Haarla supports its customers in calculating and reducing emissions.
Carbon footprint helps companies understand and manage their greenhouse gas emissions. Some emissions can be reduced directly by the company, while others require indirect action such as cooperating with partners that carry their environmental responsibilities. Haarla is committed to mapping out its own emissions and the emissions created in the supply chain. Haarla also helps its clients calculate and reduce the carbon footprint of their raw materials and supply chains.
With climate change accelerating, every company needs to know and manage their environmental impact. “Most companies do not have a legal obligation to calculate their carbon footprint, but the topic is on everyone’s lips. Consumers are highly aware of environmental issues. The Paris agreement, along with other international climate goals, increases the importance of the topic. It is crucial to be up to date about these issues, not least from the perspective of business success,” says Atte Borgenström, CEO of Reforest Finland, a company specialized in measuring and managing corporate carbon footprints.
Emission calculation reveals the current situation
Where does carbon footprint calculation start? The first step is to decide which emissions will be considered. “The level of carbon footprint calculations varies across companies. The most widely used framework for calculating and reporting the carbon footprint is the GHG protocol. It defines which emissions should be considered in the carbon footprint measurement, along with guidelines for calculation and reporting.
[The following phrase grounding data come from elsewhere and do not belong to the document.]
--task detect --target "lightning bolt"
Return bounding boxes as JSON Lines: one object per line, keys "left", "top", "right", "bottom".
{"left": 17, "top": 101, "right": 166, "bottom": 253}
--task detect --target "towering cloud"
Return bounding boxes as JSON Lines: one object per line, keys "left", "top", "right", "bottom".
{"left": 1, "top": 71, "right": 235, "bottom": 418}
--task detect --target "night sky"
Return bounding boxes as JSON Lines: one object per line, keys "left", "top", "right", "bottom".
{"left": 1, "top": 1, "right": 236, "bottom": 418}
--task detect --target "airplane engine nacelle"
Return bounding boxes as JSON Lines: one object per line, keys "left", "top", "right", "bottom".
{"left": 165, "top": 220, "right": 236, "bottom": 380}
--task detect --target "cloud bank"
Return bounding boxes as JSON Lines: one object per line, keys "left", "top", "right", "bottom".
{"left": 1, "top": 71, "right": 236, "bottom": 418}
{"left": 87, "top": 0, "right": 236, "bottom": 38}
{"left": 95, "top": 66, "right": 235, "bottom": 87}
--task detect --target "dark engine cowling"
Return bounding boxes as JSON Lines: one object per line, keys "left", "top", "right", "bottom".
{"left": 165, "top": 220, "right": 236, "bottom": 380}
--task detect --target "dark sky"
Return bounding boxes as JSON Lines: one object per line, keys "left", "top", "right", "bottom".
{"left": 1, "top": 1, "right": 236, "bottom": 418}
The GHG protocol divides the emissions into three categories.” Borgenström explains. These categories are called Scope 1, 2 and 3.
Scope 1 stands for the direct emissions of the organization – for example emissions from company-owned vehicles or the company’s own energy production. Scope 2 refers to the indirect emissions of the organization, such as the electricity, heating or cooling the company is buying. Scope 3, in turn, is the most complicated to delimit and calculate. This scope includes the whole life cycle of the products, from raw materials all the way until disposal. Scope 3 also covers emissions like commute and waste. In other words, emissions belonging to Scope 3 are not entirely controlled by the company itself but are dependent on a number of other actors along the value chain. “On the other hand, Scope 3 has potential to have the broadest effect. Indirectly, meeting the emission reduction goals becomes important for a larger pool of other companies as well,” Borgenström points out.
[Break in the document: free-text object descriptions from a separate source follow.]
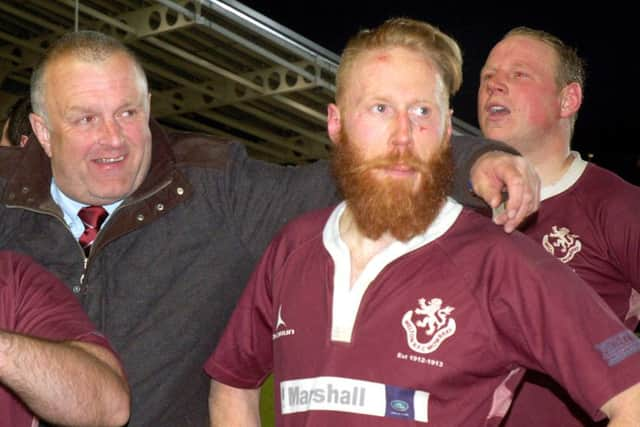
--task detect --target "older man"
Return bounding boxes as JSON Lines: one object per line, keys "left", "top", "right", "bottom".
{"left": 206, "top": 18, "right": 640, "bottom": 426}
{"left": 0, "top": 30, "right": 536, "bottom": 425}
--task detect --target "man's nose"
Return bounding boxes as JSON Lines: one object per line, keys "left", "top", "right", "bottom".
{"left": 484, "top": 73, "right": 507, "bottom": 96}
{"left": 99, "top": 118, "right": 124, "bottom": 147}
{"left": 391, "top": 112, "right": 413, "bottom": 148}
Smaller carbon footprint through reduction and compensation
When the emissions have been calculated and the size of the corporate carbon footprint is defined, it is time to consider how the emissions can be reduced. “There are a lot of different ways to reduce emissions, depending on the company and its specific industry,” Borgenström says. For example, replacing the electricity of the facilities with a more sustainable alternative, or selecting the raw materials more carefully can already lead to significant emission reductions.
However, completely avoiding all emissions is usually not possible. In these cases, the company-related emissions can be compensated. “Absorbing and purifying CO2 emissions directly at the factory pipe is often impossible. Therefore, companies opt for funding projects that absorb emissions elsewhere,” Borgenström explains. Emission compensation is currently undergoing a grand transformation – new projects are constantly being developed and the regulations being defined more clearly. “The most important step is to get started with calculating and reducing emissions. The rest of the emissions, those that are impossible to avoid or reduce, can be compensated.”
Spread the word to save the world
Last but not least, it is important to be open about the steps the company is taking to reduce its environmental impact. Communication about sustainability actions can have a positive effect on the business reputation. Carbon neutrality is a central goal for many businesses, so it should not be kept a secret.
Another goal of the communication is to affect the suppliers of the company: “The majority of carbon emissions stem from the upper levels of the supply chain. By being outspoken about the company’s environmental actions and goals, the change can spread to other organizations as well.”
Good choices lead to a sustainable future
Haarla is working constantly to reduce its carbon footprint. The emissions from Haarla’s own operations have been calculated. Now, the work continues together with suppliers and partners to map out the emissions from the supply chain. As a result, Haarla will gain a better understanding of sustainable alternatives for supply chain and products – an understanding that will be beneficial for the customers, as well.
Haarla is encouraging its partners and customers to map out their emissions and to consider sustainable alternatives for the supply chain and the products. Haarla can help its clients find out the exact emissions of the raw material supplier and the emissions caused during the supply chain, as well as recommend better choices for the environment.